Se quedó pensativo un momento, negando lentamente con la cabeza.

—No. Creo que no. Claro que no lo busqué. ¿Estás segura que estaba en el todoterreno?

—Pues no, segura no, pero Selma dice que lo llevaba encima y todavía no ha aparecido. Pensé que quizá lo habías visto y lo habías llevado a la comisaría.

—Probablemente lo habría hecho si lo hubiera visto. No me gustaría que mis notas circularan por ahí. Parecen jerga incomprensible, pero son necesarias cuando se redactan a máquina los informes o hay que testificar ante un tribunal. ¿No estaba entre sus objetos personales? La oficina del forense tiene que haber devuelto toda su ropa y cuanto llevara encima, ya sabes, el reloj, el contenido de los bolsillos y lo demás.

—Ya se lo pregunté a Selma y dice que no la ha visto. De todas formas, seguiremos buscando. Gracias por tu tiempo. Si se te ocurre algo, puedes localizarme a través de ella.

—No creo que haya nada que investigar en este asunto. No podrías conocer a un tipo más agradable. Era el mejor. Un buen hombre y un buen policía.

—Eso he deducido.

Volví al motel. No podía soportar la idea de estar un minuto más en el despacho de Tom. Por lo que sabíamos, Tom podía estar pasando perfectamente una depresión por desequilibrio químico. Habíamos supuesto que su problema era humano, pero el caso podía ser otro. Mi problema, en cambio, sí era humano. Echaba de menos mi casa y quería irme.

Entré en la cabaña, advirtiendo con satisfacción que la habían limpiado. La cama estaba hecha, el baño limpio y el papel higiénico colgaba con la punta doblada hacia dentro.

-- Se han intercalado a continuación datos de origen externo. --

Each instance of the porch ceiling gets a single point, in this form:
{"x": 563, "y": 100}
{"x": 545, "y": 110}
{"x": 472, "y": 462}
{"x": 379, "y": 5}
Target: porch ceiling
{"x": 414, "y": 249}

Me senté a la mesa y metí un folio en la Smith-Corona. Empecé a describir las actividades de la jornada.

Selma Newquist iba a tener que reconciliarse con la pérdida de Tom. La muerte siempre deja asuntos sin terminar, misterios sin resolver, incontables preguntas sin respuesta en medio del basurero de la vida. Todas las anécdotas se olvidan, todos los recuerdos se pierden. Ni contratando al mejor detective del mundo averiguarás de qué está hecho un ser humano. Podía estar allí tecleando hasta quedarme tiesa. Tom Newquist había muerto y sospechaba que nadie descubriría nunca cómo habían sido sus últimos instantes.